CLEVELAND, Tenn. - As good as they've been - including the traditional state tournament last year - it seems that Cleveland's wrestling Blue Raiders have spent their lives gazing down the highway at Bradley Central.

Try as they might, they couldn't seem to get over the hump. Even that state title last year came after the Bears had won the state duals championship.

"There have been a lot of 6 a.m. workouts and even more year-round training," Cleveland coach Eric Phillips said after his Blue Raiders finally spanked their town's wrestling kingpins 51-11 with a near picture-perfect performance at Bradley.

Denied the city championship since 1995, Cleveland recorded its largest margin of victory in the series since a 53-12 win in 1978. It was the fewest points the Bears have scored against Cleveland since they managed 11 in 1977.

"We started with some seniors and I told them, 'If you don't get it now, you may graduate without ever beating them,'" Phillips said.

The Blue Raiders won the close ones along with the ones they were supposed to win, taking 11 of the 14 bouts and running off seven wins in a row from 106 through 145 pounds. They got three straight pins from Chris DeBien (106), Austin Stevison (113) and Austin Oliver to jump from a 15-4 advantage to a 33-4 lead.

Most observers felt before the season began that this would be Cleveland's year for the upset as Bradley struggled to fill experienced slots voided by graduation with somewhat inexperienced talent. Even first-year Bears head coach Ben Smith knew it was a possibility. But not like this.

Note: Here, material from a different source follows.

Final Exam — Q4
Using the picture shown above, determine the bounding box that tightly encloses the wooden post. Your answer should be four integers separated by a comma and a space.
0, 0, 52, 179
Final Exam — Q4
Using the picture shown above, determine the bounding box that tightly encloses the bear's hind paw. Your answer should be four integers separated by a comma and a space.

"I felt like we needed to win two of those first three in the lower weights," Smith said as he battled to control his emotions. "They got the momentum and we just couldn't break through. That snowball just continued to roll."

The Blue Raiders also got pins from Haden Hamilton (138), Brandon Strickland (145) and Seth Snyder (220). The close wins came from Juan Bobe (4-3 at 170 to open the meet), Oleg Stukanov (6-4 at 182), Ezra Taylor (7-6 at 126) and Joel Simpkins (5-3 in overtime at 132).

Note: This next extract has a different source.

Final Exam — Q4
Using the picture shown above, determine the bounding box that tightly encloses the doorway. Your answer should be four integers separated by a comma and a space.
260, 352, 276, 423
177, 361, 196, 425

Taylor scored an escape with 0:02 left to upset second-ranked Jericho Crutcher, and Simpkins scored a takedown midway through the sudden-victory period.

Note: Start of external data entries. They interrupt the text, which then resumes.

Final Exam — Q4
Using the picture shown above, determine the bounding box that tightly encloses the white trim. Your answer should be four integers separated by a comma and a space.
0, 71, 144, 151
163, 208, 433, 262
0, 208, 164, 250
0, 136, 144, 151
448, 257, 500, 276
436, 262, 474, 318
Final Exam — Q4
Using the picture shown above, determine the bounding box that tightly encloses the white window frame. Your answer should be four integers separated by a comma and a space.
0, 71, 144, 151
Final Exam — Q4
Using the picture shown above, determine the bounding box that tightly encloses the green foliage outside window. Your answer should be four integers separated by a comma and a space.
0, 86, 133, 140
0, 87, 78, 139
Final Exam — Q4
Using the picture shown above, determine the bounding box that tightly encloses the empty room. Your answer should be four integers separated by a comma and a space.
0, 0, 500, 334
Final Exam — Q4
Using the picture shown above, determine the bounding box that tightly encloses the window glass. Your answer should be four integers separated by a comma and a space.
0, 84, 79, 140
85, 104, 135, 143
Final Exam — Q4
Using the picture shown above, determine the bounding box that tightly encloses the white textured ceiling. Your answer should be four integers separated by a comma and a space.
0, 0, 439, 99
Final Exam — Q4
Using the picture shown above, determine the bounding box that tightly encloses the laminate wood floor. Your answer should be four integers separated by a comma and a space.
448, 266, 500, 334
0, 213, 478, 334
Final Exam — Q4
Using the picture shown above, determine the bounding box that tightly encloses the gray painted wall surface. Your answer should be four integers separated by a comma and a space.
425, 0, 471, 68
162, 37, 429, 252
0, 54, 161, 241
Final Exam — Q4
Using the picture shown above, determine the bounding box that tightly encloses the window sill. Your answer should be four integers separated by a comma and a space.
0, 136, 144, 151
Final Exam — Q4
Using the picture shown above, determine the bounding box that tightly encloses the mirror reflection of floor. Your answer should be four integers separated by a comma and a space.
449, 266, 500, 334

"I don't know what to say. We fought hard up top and we were set up to start rolling, and instead they took us to the woodshed," Smith said. "We didn't fall apart. I guess, though, sometimes getting taken behind the woodshed is good for you."

Phillips was delighted to get something Cleveland has long fought for, but he threw a lot of credit Bradley Central's way.

"We're only as good as we are right now because of Bradley," he said. "When we started six years ago [the first three with Heath Eslinger at the helm], we copied their blueprint. I love this win, but you have to get credit to them."